We’ve long known that when it comes to resistance training it’s fatigue, not load, that generates change within the muscle – and there’s plenty of research to back it up. We also know that maximizing fatigue comes down to manipulating range of movement and repetition speed. New insights now clearly show that pulses are a great way to maximize fatigue when lifting light weights for higher repetitions.
Full-range squats, as you’d expect, fire up all the global muscles that drive your body away from the ground. This highlights how full-range squats are great for working the glute max, rectus femoris and the hamstrings.
What we see with squat pulses is a more isolated activation of the quadriceps muscles closer to the knee. The activation of these muscles is key for stabilization.
We see a similar pattern when comparing the activation levels of the key muscles involved in a full-range chest press with pulses.
Again the full-range chest presses resulted in activation of the key push pattern muscle groups, the pec major and anterior deltoid. As soon as we introduced a pulse action we saw a significant increase in the activation of lat dorsi, again acting as a stabilizer.
These findings highlight how combining pulses with full-range exercises changes activation patterns and allows you to engage all the key target muscles. This is the secret to maximizing fatigue and driving muscle change.
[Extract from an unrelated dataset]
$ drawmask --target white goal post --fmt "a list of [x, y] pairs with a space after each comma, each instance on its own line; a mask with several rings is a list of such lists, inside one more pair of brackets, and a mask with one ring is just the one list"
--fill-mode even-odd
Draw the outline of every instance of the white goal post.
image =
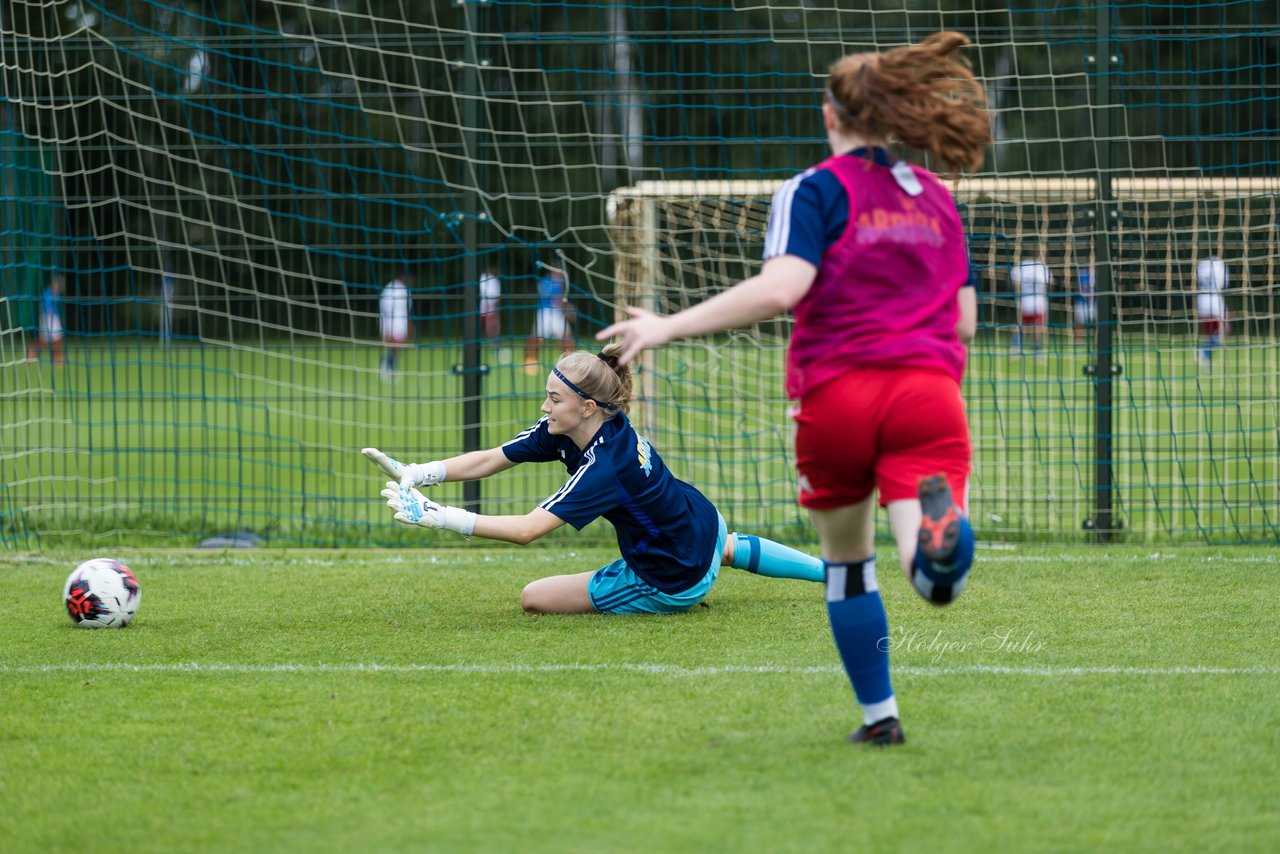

If you’re body pump regular you’ve probably very familiar with both the terms “pulses” and “bottom halves”. Both movements are designed to help maximizing fatigue by manipulating range of movement, yet there are slight differences. Pulses are much smaller in amplitude and involve moving just a few inches above and below the point of maximum tension (e.g. bottom of a squat or mid point of a bicep curl). Bottom halves work a larger range from halfway up to the bottom of the movement.